Hobbies for the Homeschooled ChildSuzanne Broadhurst
Hobbies translate into occupied hands and occupied minds. Occupied is different from busy. For every minute children are occupied in productive or creative thought, the mama gains a minute of peace, and possibly – depending on the child’s hobby – quiet.
Parents need children to have hobbies.
Hobbies For Homeschool Children: When and Where
Some children’s hobbies will require parents to travel to games, to attend formal events, or to sit through day-long chess tournaments. Other hobbies will be done at home and will be so quiet you will wonder if you even have children in the house. Some hobbies will be independently enjoyed, like reading, writing, and art. Others will be more social, like military strategy games.
Children’s hobbies will change over time. Or not. Be flexible in both cases.
What Should They Do as a Hobby?
This is the fun part! Let your children choose their hobby – within the family budget and other limits of reality, of course.
Here are some Hobby Ideas.
- Bug Collecting
- Rock Collecting
- Flower Collecting and Pressing
- Nature Journaling
- Sticker Collecting
- Operation Christmas Child Shoebox Item Crafting
- Tabletop War Gaming
- Yarn Crafts
How to Get Started
Starting with a huge kit and professional supplies can overwhelm a child right out of an interest. Avoid the temptation to make the hobby into a full-blown homeschool unit study. Start simple and let the child grow into the interest as the interest grows in the child.

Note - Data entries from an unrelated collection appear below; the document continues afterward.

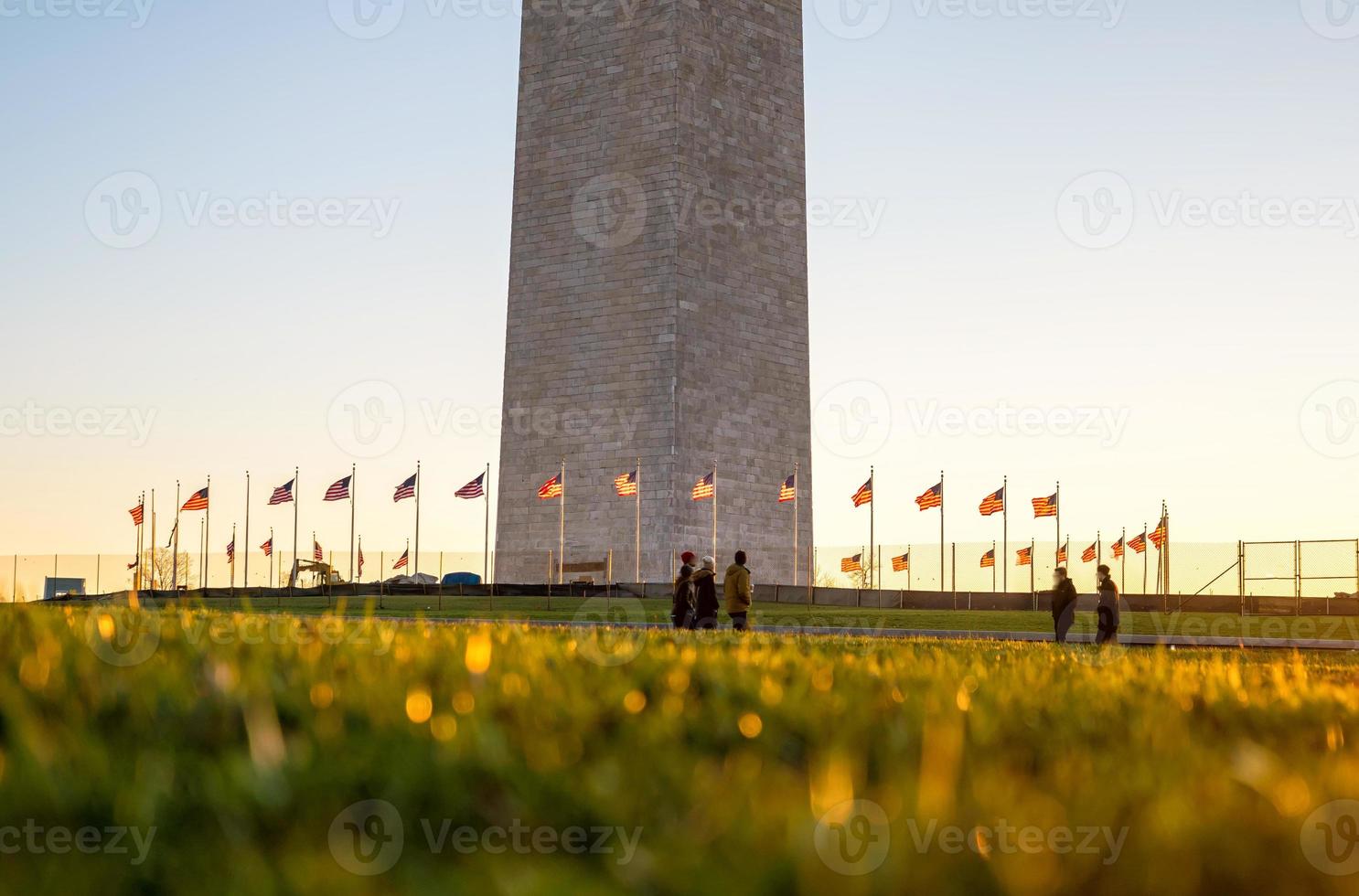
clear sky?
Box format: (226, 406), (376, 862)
(0, 0), (1359, 565)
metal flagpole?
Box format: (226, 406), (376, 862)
(293, 466), (302, 597)
(349, 464), (358, 583)
(170, 478), (187, 592)
(632, 457), (641, 584)
(939, 471), (946, 592)
(557, 457), (567, 584)
(202, 475), (212, 589)
(869, 464), (878, 587)
(1052, 483), (1062, 566)
(414, 461), (420, 575)
(481, 461), (490, 584)
(242, 471), (250, 587)
(792, 461), (802, 587)
(132, 492), (146, 592)
(712, 458), (718, 566)
(148, 488), (155, 592)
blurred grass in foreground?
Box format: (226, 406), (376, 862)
(0, 608), (1359, 895)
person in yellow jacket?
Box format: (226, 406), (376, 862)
(722, 550), (753, 631)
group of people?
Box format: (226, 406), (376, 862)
(1052, 563), (1118, 645)
(670, 550), (752, 631)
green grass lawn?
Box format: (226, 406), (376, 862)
(108, 595), (1359, 642)
(0, 608), (1359, 896)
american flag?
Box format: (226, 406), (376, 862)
(325, 475), (353, 500)
(269, 480), (297, 507)
(1033, 492), (1057, 519)
(1150, 517), (1166, 550)
(538, 474), (565, 500)
(453, 474), (487, 497)
(977, 488), (1006, 517)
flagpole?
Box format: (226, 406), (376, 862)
(481, 461), (490, 584)
(632, 457), (641, 584)
(349, 464), (358, 583)
(413, 461), (420, 575)
(712, 458), (718, 566)
(149, 488), (155, 592)
(242, 471), (250, 587)
(939, 471), (946, 594)
(202, 474), (212, 590)
(869, 464), (878, 587)
(288, 466), (302, 597)
(557, 457), (567, 584)
(134, 492), (146, 592)
(792, 461), (802, 587)
(990, 475), (1010, 594)
(170, 478), (179, 592)
(1052, 483), (1062, 566)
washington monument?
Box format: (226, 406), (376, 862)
(496, 0), (813, 583)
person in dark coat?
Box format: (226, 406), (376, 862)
(1096, 563), (1118, 645)
(1052, 566), (1076, 645)
(693, 558), (718, 628)
(670, 560), (693, 628)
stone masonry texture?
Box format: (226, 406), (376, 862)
(496, 0), (813, 583)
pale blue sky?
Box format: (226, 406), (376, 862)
(0, 0), (1359, 553)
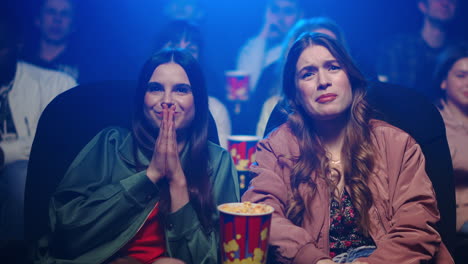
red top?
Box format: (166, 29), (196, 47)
(120, 205), (166, 264)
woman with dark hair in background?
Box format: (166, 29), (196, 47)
(242, 33), (453, 264)
(434, 43), (468, 235)
(155, 20), (231, 148)
(38, 50), (239, 264)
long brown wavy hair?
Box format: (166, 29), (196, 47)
(283, 33), (375, 235)
(132, 49), (216, 230)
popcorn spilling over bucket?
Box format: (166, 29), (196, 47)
(218, 202), (273, 264)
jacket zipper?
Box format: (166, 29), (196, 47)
(374, 206), (388, 234)
(98, 202), (159, 264)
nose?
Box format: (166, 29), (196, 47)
(317, 70), (331, 90)
(161, 93), (174, 108)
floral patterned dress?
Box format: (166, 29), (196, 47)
(330, 188), (375, 258)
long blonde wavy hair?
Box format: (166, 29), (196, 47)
(283, 33), (375, 235)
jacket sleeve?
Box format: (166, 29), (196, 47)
(242, 138), (329, 264)
(360, 134), (453, 264)
(166, 147), (239, 264)
(49, 129), (157, 258)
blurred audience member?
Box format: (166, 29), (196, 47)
(237, 0), (303, 89)
(254, 17), (347, 138)
(22, 0), (80, 80)
(155, 20), (231, 148)
(0, 12), (76, 239)
(435, 43), (468, 235)
(163, 0), (205, 23)
(377, 0), (457, 99)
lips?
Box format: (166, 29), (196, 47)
(315, 93), (338, 104)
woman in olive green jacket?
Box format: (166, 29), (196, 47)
(41, 50), (239, 264)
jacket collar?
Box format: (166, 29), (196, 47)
(118, 132), (190, 168)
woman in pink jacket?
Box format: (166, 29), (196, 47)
(243, 33), (453, 264)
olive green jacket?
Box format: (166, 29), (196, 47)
(39, 127), (239, 264)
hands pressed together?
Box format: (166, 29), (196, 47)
(146, 104), (189, 212)
(147, 104), (185, 185)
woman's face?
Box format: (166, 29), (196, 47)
(440, 57), (468, 108)
(144, 62), (195, 129)
(295, 45), (353, 120)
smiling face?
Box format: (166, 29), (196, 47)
(295, 45), (353, 120)
(440, 57), (468, 109)
(143, 62), (195, 130)
(36, 0), (73, 43)
(267, 0), (301, 38)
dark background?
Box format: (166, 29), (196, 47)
(7, 0), (468, 81)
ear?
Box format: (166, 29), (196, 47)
(440, 79), (447, 91)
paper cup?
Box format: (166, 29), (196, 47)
(218, 203), (273, 264)
(228, 135), (260, 171)
(224, 71), (250, 101)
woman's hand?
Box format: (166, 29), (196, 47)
(146, 104), (189, 212)
(147, 104), (186, 185)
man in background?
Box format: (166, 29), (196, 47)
(0, 10), (76, 240)
(377, 0), (457, 99)
(22, 0), (80, 80)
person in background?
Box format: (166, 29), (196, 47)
(377, 0), (458, 100)
(242, 33), (453, 264)
(155, 20), (231, 148)
(21, 0), (80, 80)
(434, 43), (468, 235)
(38, 49), (239, 264)
(163, 0), (206, 23)
(0, 10), (76, 240)
(236, 0), (304, 89)
(255, 17), (347, 138)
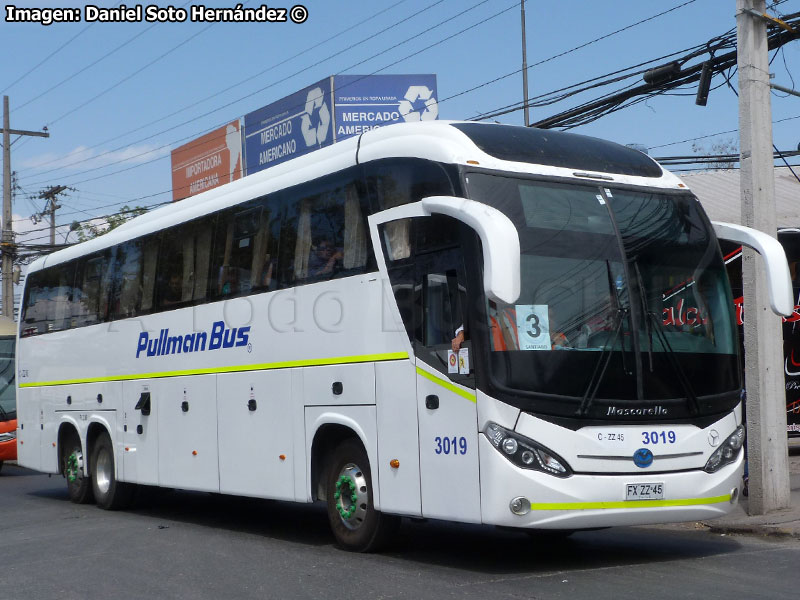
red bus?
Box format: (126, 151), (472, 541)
(720, 227), (800, 438)
(0, 317), (17, 470)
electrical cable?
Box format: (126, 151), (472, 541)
(20, 0), (518, 190)
(17, 0), (450, 176)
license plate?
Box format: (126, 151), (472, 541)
(625, 483), (664, 500)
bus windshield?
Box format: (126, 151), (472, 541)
(467, 173), (740, 418)
(0, 337), (17, 421)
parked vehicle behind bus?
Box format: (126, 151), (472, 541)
(18, 122), (794, 551)
(0, 317), (17, 470)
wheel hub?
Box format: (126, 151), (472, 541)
(64, 450), (83, 482)
(333, 463), (369, 529)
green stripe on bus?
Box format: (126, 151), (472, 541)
(19, 352), (408, 388)
(531, 494), (731, 510)
(417, 367), (477, 402)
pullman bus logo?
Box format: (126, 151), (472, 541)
(136, 321), (250, 358)
(606, 404), (669, 417)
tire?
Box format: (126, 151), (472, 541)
(61, 436), (94, 504)
(90, 431), (134, 510)
(326, 440), (400, 552)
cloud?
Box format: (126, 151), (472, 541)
(20, 144), (170, 171)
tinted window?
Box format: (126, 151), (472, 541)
(211, 199), (280, 297)
(71, 250), (112, 327)
(22, 263), (75, 335)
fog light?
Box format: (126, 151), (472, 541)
(508, 496), (531, 515)
(503, 437), (519, 454)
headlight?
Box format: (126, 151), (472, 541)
(704, 425), (744, 473)
(483, 423), (572, 477)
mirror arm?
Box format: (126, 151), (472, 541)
(711, 221), (794, 317)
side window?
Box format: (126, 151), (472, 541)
(365, 159), (455, 210)
(72, 250), (112, 327)
(414, 248), (472, 385)
(111, 240), (144, 319)
(155, 219), (213, 310)
(22, 263), (75, 336)
(211, 200), (279, 298)
(281, 177), (369, 285)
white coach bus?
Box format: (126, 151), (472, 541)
(17, 122), (794, 551)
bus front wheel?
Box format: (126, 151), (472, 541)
(61, 437), (94, 504)
(326, 440), (400, 552)
(91, 432), (133, 510)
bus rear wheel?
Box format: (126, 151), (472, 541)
(326, 440), (400, 552)
(91, 432), (133, 510)
(61, 437), (94, 504)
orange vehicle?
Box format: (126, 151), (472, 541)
(0, 317), (17, 470)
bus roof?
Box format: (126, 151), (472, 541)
(28, 121), (686, 273)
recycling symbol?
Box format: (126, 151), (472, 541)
(300, 87), (331, 146)
(398, 85), (439, 122)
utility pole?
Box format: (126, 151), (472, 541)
(0, 96), (50, 319)
(39, 185), (71, 246)
(736, 0), (790, 515)
(519, 0), (531, 127)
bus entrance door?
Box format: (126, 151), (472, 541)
(414, 248), (481, 523)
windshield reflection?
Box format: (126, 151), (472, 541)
(468, 174), (739, 413)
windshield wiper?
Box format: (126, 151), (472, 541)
(633, 261), (653, 373)
(577, 260), (628, 416)
(633, 261), (700, 415)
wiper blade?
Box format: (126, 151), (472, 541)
(577, 309), (625, 417)
(633, 261), (653, 373)
(633, 261), (700, 414)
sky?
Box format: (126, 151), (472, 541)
(0, 0), (800, 250)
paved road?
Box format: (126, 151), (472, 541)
(0, 466), (800, 600)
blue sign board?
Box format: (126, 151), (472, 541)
(333, 75), (439, 142)
(244, 77), (334, 175)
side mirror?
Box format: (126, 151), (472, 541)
(711, 221), (794, 317)
(369, 196), (520, 304)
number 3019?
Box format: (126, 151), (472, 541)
(434, 436), (467, 454)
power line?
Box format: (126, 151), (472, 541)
(18, 0), (510, 190)
(15, 0), (440, 176)
(439, 0), (696, 118)
(0, 23), (94, 94)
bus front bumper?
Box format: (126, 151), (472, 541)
(480, 435), (744, 529)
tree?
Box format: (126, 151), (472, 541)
(69, 204), (147, 242)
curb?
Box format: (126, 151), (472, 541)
(703, 523), (800, 539)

Ask your children if they would like your help with their hobby, but try not to act too disappointed when they turn you down. Some hobbies are more fun when done alone.
And that’s one of our objectives as homeschooling parents– to provide opportunities that engage their minds, energy, and attention with the goal of being independent.
And their independence offers you the gift of time for your hobby.